Churchill, Orwell and “1984”

Churchill, Orwell and “1984”

1984first1It’s the 50th anniver­sary of George Orwell’s pre­scient mas­ter­piece 1984, to which end The Sun­day Times pub­lished a review by Robert Har­ris on May 31st.

But in prais­ing  1984, Har­ris finds the need to take a whack at Churchill—which he does with sin­gu­lar inac­cu­ra­cy: “Giv­en that only five years pre­vi­ous­ly Churchill, Roo­sevelt and Stal­in had divid­ed up the world into ‘zones of influ­ence’ at the Teheran con­fer­ence, [Orwell’s] vision did not seem entire­ly fan­tas­tic.”

What is fan­tas­tic is where peo­ple get such notions. “Zones of influ­ence” came up not at Teheran but at the Moscow  (“Tol­stoy”) con­fer­ence between Churchill and Stal­in a year lat­er, with the Red Army now far advanced in east­ern Europe. Its only effect was to allow Churchill to save Greece from a com­mu­nist rev­o­lu­tion (tem­porar­i­ly; Stal­in had anoth­er go a few years lat­er). And the only rea­son we even know about the Moscow agree­ment was because Churchill freely described it in his war mem­oirs.

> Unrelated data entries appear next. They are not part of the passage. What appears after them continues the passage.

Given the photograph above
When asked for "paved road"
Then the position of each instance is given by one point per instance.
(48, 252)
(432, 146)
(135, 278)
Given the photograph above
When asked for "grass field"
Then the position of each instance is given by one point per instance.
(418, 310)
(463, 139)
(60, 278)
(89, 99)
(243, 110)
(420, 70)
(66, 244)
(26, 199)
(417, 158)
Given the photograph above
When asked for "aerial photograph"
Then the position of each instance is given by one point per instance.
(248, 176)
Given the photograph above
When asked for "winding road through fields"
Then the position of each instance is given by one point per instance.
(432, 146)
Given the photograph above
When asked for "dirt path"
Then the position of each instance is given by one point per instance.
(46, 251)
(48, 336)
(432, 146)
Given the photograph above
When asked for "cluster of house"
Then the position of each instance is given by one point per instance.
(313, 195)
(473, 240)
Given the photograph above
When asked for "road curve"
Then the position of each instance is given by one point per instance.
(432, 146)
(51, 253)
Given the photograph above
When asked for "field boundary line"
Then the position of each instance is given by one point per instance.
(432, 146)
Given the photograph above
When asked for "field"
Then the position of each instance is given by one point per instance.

Mr. Har­ris might have more accu­rate­ly quot­ed Orwell’s view of Churchill, not­ed by Robert Pilpel in “Churchill and Orwell,” Finest Hour 142, Spring 2009:

His writ­ings are more like those of a human being than of a pub­lic figure….and whether or not 1940 was any­one else’s finest hour, it was cer­tain­ly Churchill’s….One has to admire in him not only his courage but also a cer­tain large­ness and geniality….The British peo­ple have gen­er­al­ly reject­ed his poli­cies, but they have always had a lik­ing for him, as one can see from the tone of the sto­ries told about him….At the time of the Dunkirk evac­u­a­tion, for instance, it was rumoured that what he actu­al­ly said, when record­ing his speech for broad­cast, was: “We will fight on the beach­es, we will fight in the streets…we’ll throw bot­tles at the bas­tards; it’s about all we’ve got left!” One may assume that this sto­ry is untrue, but at the time it was felt that it ought to be true. It was a fit­ting trib­ute from ordi­nary peo­ple to the tough and humor­ous old man whom they would not accept as a peace­time leader [in 1945] but whom in the moment of dis­as­ter they felt to be rep­re­sen­ta­tive of them­selves.